Wednesday, August 19, 2009

Haggle Rock

I just got back from shopping. Since I didn't have much of an opportunity to do it like a local (and benefit from the much lower prices), I was forced to do it in the hotel mall. Now, this mall has a Hugo Boss as you enter it, so you can only imagine the beating I took as I looked around for souvenirs and gifts for the kids.

Combine that with the fact that the kids have every sandalwood carving and marble collectible available in India, and bringing the kids back something meaningful is not the easiest of responsibilities to carry out.

I did have an idea as to what I wanted to get them. Marissa actually asked for something specific this year and Cassie is relatively easy to shop for. However, the boys present a challenge.

Ultimately, I wanted to get everyone something that was either desired or meaningful. I think I did pretty good. The problem is that all of this meaningfulness comes at a much steeper price than usual. In fact, since I didn't think I was going to have an opportunity to really shop, Angie and I discussed my coming back empty handed. We both agreed that we could do more meaningful things with the money that just bring back a bunch of crap from India.

However, that really left an empty feeling in me. I want the kids to share in the culture that I have come to know, but more importantly, I want to kids to know I am thinking about them when I am gone, and that I miss them and love them. Ultimately, it has become clear that the gift has less to do with the gift and more to do with the message it conveys, "that you're special and I was thinking about you."

So, with that, I decided I would brave the shops of the mall. I know what is in store for me when I walk through the halls - hard sells, haggling on price, and the ultimate feeling that I just got my ass handed to me. I would so much prefer to pay the asked price, but I know that isn't how you do things here, and in much of the rest of the world.

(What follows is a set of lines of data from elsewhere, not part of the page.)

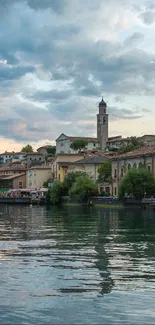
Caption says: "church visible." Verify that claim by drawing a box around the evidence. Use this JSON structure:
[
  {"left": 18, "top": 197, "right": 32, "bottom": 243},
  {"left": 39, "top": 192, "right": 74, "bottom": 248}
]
[{"left": 56, "top": 97, "right": 122, "bottom": 154}]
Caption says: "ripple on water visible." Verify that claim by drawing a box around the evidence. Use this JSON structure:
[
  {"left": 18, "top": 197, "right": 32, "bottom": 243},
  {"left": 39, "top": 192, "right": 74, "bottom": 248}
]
[{"left": 0, "top": 206, "right": 155, "bottom": 325}]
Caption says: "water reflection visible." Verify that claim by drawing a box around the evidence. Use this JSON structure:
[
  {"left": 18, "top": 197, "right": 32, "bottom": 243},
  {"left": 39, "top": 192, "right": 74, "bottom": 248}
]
[{"left": 0, "top": 205, "right": 155, "bottom": 324}]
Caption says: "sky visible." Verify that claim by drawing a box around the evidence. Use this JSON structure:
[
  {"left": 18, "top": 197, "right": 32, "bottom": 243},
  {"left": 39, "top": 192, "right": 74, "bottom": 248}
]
[{"left": 0, "top": 0, "right": 155, "bottom": 152}]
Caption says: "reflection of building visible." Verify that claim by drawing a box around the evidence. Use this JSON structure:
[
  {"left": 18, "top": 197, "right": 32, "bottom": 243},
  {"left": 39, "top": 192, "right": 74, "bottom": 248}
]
[
  {"left": 112, "top": 146, "right": 155, "bottom": 195},
  {"left": 95, "top": 210, "right": 114, "bottom": 294},
  {"left": 0, "top": 173, "right": 26, "bottom": 191},
  {"left": 56, "top": 98, "right": 121, "bottom": 154},
  {"left": 51, "top": 153, "right": 84, "bottom": 182}
]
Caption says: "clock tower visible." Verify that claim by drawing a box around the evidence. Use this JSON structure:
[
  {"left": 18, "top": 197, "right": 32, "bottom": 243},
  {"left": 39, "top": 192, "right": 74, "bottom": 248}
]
[{"left": 97, "top": 97, "right": 108, "bottom": 150}]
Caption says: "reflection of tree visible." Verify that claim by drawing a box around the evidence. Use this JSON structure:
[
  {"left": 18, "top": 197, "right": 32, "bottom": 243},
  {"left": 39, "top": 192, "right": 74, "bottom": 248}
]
[
  {"left": 47, "top": 206, "right": 114, "bottom": 294},
  {"left": 95, "top": 209, "right": 114, "bottom": 294}
]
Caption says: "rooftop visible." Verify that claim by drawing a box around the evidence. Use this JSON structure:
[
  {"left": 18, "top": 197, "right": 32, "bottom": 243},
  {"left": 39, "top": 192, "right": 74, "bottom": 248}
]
[
  {"left": 72, "top": 156, "right": 108, "bottom": 165},
  {"left": 0, "top": 173, "right": 25, "bottom": 180},
  {"left": 27, "top": 166, "right": 51, "bottom": 170},
  {"left": 112, "top": 146, "right": 155, "bottom": 160},
  {"left": 0, "top": 166, "right": 26, "bottom": 172},
  {"left": 67, "top": 136, "right": 98, "bottom": 143}
]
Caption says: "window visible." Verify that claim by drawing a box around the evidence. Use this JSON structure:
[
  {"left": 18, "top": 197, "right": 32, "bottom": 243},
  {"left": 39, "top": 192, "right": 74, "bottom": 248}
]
[
  {"left": 139, "top": 162, "right": 143, "bottom": 169},
  {"left": 19, "top": 182, "right": 23, "bottom": 188},
  {"left": 114, "top": 168, "right": 117, "bottom": 177},
  {"left": 105, "top": 186, "right": 110, "bottom": 195}
]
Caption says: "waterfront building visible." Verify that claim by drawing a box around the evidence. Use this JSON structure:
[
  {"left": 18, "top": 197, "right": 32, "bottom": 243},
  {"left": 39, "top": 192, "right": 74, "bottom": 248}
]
[
  {"left": 51, "top": 153, "right": 85, "bottom": 182},
  {"left": 26, "top": 166, "right": 52, "bottom": 188},
  {"left": 111, "top": 146, "right": 155, "bottom": 195}
]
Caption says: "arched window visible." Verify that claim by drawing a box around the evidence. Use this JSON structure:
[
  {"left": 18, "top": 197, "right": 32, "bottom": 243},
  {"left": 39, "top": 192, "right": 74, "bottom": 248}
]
[{"left": 139, "top": 162, "right": 144, "bottom": 169}]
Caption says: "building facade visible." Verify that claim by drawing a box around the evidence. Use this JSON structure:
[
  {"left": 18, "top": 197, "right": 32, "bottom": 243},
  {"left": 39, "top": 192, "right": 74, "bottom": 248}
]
[
  {"left": 26, "top": 152, "right": 45, "bottom": 168},
  {"left": 51, "top": 153, "right": 84, "bottom": 182},
  {"left": 68, "top": 156, "right": 108, "bottom": 181},
  {"left": 112, "top": 146, "right": 155, "bottom": 195},
  {"left": 26, "top": 166, "right": 52, "bottom": 189},
  {"left": 97, "top": 97, "right": 108, "bottom": 150},
  {"left": 56, "top": 133, "right": 99, "bottom": 154}
]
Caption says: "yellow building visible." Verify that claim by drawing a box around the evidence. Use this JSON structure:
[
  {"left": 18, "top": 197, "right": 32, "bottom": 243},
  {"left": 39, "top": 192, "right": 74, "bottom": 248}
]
[
  {"left": 112, "top": 146, "right": 155, "bottom": 195},
  {"left": 51, "top": 153, "right": 84, "bottom": 182},
  {"left": 68, "top": 155, "right": 112, "bottom": 194},
  {"left": 69, "top": 156, "right": 108, "bottom": 181},
  {"left": 26, "top": 166, "right": 52, "bottom": 188}
]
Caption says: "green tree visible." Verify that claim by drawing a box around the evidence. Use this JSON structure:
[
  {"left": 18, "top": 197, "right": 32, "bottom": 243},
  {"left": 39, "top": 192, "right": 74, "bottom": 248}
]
[
  {"left": 49, "top": 180, "right": 63, "bottom": 204},
  {"left": 69, "top": 176, "right": 98, "bottom": 202},
  {"left": 43, "top": 178, "right": 51, "bottom": 188},
  {"left": 98, "top": 161, "right": 112, "bottom": 182},
  {"left": 63, "top": 171, "right": 88, "bottom": 195},
  {"left": 21, "top": 144, "right": 33, "bottom": 153},
  {"left": 118, "top": 168, "right": 155, "bottom": 199},
  {"left": 70, "top": 139, "right": 88, "bottom": 151},
  {"left": 47, "top": 146, "right": 56, "bottom": 156}
]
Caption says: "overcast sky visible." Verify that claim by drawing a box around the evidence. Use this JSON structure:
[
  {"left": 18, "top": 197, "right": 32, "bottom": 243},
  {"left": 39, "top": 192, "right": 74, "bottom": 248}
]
[{"left": 0, "top": 0, "right": 155, "bottom": 151}]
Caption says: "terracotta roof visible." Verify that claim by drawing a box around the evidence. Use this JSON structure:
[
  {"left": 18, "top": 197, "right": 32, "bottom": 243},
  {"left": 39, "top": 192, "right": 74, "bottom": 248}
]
[
  {"left": 0, "top": 166, "right": 26, "bottom": 172},
  {"left": 72, "top": 156, "right": 108, "bottom": 165},
  {"left": 27, "top": 166, "right": 51, "bottom": 170},
  {"left": 26, "top": 152, "right": 44, "bottom": 156},
  {"left": 37, "top": 144, "right": 52, "bottom": 151},
  {"left": 112, "top": 146, "right": 155, "bottom": 160},
  {"left": 108, "top": 138, "right": 131, "bottom": 142},
  {"left": 67, "top": 135, "right": 98, "bottom": 143},
  {"left": 57, "top": 161, "right": 74, "bottom": 167},
  {"left": 0, "top": 173, "right": 25, "bottom": 180},
  {"left": 108, "top": 135, "right": 122, "bottom": 141}
]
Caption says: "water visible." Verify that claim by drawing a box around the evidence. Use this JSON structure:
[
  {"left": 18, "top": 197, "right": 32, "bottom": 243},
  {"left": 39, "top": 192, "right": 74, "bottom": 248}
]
[{"left": 0, "top": 205, "right": 155, "bottom": 325}]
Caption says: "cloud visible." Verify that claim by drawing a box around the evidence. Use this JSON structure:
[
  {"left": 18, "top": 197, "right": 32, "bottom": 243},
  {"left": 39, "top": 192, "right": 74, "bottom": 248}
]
[{"left": 0, "top": 0, "right": 155, "bottom": 151}]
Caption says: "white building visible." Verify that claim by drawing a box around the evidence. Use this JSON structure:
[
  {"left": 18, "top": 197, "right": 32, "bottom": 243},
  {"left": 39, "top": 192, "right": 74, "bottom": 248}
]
[
  {"left": 0, "top": 151, "right": 26, "bottom": 165},
  {"left": 56, "top": 133, "right": 99, "bottom": 154}
]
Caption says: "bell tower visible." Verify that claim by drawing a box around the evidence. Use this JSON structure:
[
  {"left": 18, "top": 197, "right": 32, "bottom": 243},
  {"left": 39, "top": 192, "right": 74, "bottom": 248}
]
[{"left": 97, "top": 97, "right": 108, "bottom": 150}]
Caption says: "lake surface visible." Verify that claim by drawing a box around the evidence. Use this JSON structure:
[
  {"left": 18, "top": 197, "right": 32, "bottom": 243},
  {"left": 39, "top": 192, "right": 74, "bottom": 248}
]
[{"left": 0, "top": 205, "right": 155, "bottom": 325}]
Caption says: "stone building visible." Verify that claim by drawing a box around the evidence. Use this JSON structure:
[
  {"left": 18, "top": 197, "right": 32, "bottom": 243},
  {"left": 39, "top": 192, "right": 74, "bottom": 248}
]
[
  {"left": 112, "top": 146, "right": 155, "bottom": 195},
  {"left": 56, "top": 98, "right": 121, "bottom": 154},
  {"left": 97, "top": 97, "right": 108, "bottom": 150}
]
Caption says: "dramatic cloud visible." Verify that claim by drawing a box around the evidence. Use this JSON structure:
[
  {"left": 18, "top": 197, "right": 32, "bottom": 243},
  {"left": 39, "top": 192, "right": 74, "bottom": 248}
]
[{"left": 0, "top": 0, "right": 155, "bottom": 149}]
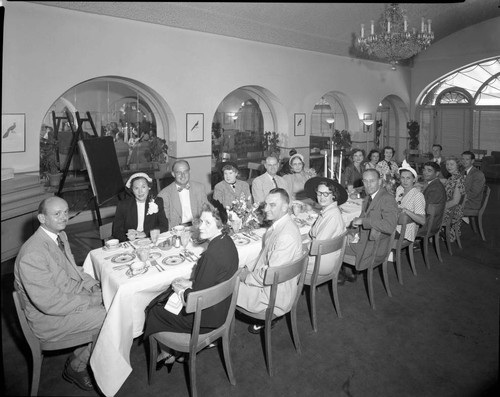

So, I shopped...trying to find everyone the perfect gift (or at least one that would be enjoyed). Justin was first. I asked for help with his and I found something pretty neat. Dylan was included in that search, and I found a really neat one, but it was $500 USD, so I continued to look. I found him a very cool substitute. Marissa was next. I knew what I wanted there, and not exactly what she asked for, I think she'll like them. Angie was last - always more difficult and more expensive than the others. I try to get her what she will like, not what I like. Cassie's was in another store so I knew I would pick it up later.

So, I have all of these gifts on the table, and the hard charging salesmen are calculating my tab. As the do this, I start preparing my act. Once they give me the total, I am going to play completely surprised and a bit put off by the amount. It's weird, I am completely at ease during a contract negotiation with a vendor, or even dressing down a vendor when necessary, but I felt my heart starting to beat harder just then. As I stated before, I do not like to haggle.

So, he gives me the amount and I am shocked!!! In fact, the shock was somewhat real. I shook my head, said I couldn't believe it was so much, and tried to make myself look like I was about to leave. He saw this and lowered the price a little. I shook my head again and gave him a counter offer. One that ultimately would have given myself a 50% discount.

He laughed and gave me some response that the discounts were already in the prices. I told him I appreciated that, but the total was too much. After some back and forth we ended up at about 75% from the original number. In the end, as they tried to sell me another item I told him to throw it in for free. He laughed again and then consented to the final price. I wasn't messing around here.

As I walked back to my hotel room, I can't help but feeling like I just got spanked. My guess is that a local would have gotten it down more, perhaps even to the original 50% that was my first counter. That's where the empty feeling comes in - that, and the fact that I have no idea how much the stuff I bought is really worth.

That being said, though, I am comforted by the fact that it isn't about the cost...

...its about the more important message.

SL

1 comment:

Unknown said...

haha. I understand how it could be uneasy trying to knock the price down. there's no way your gonna do that here in america. thanks for thinking about me over there!